他,文風溫婉空靈、清新淡雅,以細膩婉約、情深意切為特征,尤以描寫民國奇情題材見長;

他,以杰出才華和悲憫情懷掀起新一波古典詩詞閱讀熱潮,頗得花間詞派余風;

他,就是被年輕的女性讀者推為“新花間派掌門”“中國最美詩詞解析第一人”的吳俁陽。

創作是一件賞心悅目的事

上世紀70年代末,吳俁陽出生在東臺市富安鎮。

和東臺另一個低調的高產作家朱曉翔一樣,青年吳俁陽同樣屬于墻內開花墻外香的主。至今,他已創作近二千余萬字的作品,在首都,在各大都市的機場、五星級飯店到處都能見到各出版社出版的吳俁陽的暢銷書籍。

創作對吳俁陽來說是一樁極其快樂的事,自11歲開始創作長篇小說起,他一直都將寫作當作尋找快樂的途徑。

說起自己最喜歡的作品,吳俁陽首推以家鄉富安鎮為背景創作的長篇小說《月上荷塘夜》。這部小說首創于2006年。當時他已創作出《香》《傘》《燈》《窯》等多部在網絡上非常有影響的中篇小說。說起《月上荷塘夜》,吳俁陽告訴我們,是緣于一個住在富安老街上的裹腳老太太,老太太有個很好聽的綽號,叫小荷花,所以《月上荷塘夜》最初擬定的標題就是《小荷花》。
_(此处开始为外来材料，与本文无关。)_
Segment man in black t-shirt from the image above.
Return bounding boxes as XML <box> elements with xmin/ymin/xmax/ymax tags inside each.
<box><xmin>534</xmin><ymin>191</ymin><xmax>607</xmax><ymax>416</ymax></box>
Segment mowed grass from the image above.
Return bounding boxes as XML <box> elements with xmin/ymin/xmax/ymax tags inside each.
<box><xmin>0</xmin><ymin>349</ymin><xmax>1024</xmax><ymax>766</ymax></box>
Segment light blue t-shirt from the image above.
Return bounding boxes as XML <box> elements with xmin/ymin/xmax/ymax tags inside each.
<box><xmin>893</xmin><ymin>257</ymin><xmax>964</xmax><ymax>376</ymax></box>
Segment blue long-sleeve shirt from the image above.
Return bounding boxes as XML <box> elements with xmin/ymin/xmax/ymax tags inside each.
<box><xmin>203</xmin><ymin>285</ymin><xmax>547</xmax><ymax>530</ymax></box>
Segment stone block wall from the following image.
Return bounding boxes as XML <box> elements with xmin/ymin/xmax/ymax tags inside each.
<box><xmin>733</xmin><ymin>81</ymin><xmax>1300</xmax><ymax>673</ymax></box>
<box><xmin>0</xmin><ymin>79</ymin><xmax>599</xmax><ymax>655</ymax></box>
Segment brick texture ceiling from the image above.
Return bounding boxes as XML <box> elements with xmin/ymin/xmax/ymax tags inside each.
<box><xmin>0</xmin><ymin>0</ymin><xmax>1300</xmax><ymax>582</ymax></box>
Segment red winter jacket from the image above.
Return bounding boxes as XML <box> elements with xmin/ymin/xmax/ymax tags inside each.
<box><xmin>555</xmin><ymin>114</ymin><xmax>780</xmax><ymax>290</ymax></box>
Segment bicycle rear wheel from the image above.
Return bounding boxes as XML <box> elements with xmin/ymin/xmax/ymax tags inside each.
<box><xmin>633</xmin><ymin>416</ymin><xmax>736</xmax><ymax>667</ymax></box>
吳俁陽擅長寫傳奇人物,作為傳奇人物的小荷花自然逃不過他的筆端。寫完前四部150余萬字后,吳俁陽開始創作暢銷題材書籍,比如當年市場上很流行的官場小說。盡管標榜為官場小說,其實骨子里仍是他擅長的世情小說。說到“作家”這個詞,吳俁陽總會謙虛地解釋,其實自己只是個“作者”。按理說,剛剛不惑,就已經出版近四十部作品的他算是功成名就了,“作家”這個稱呼用在早于2000年就已經進入中國作家協會魯迅文學院深造的他來講自然不為過,可他卻說自己并不在意什么稱呼,更不在意任何頭銜,無論“作家”還是“作者”,都是要靠作品說話的。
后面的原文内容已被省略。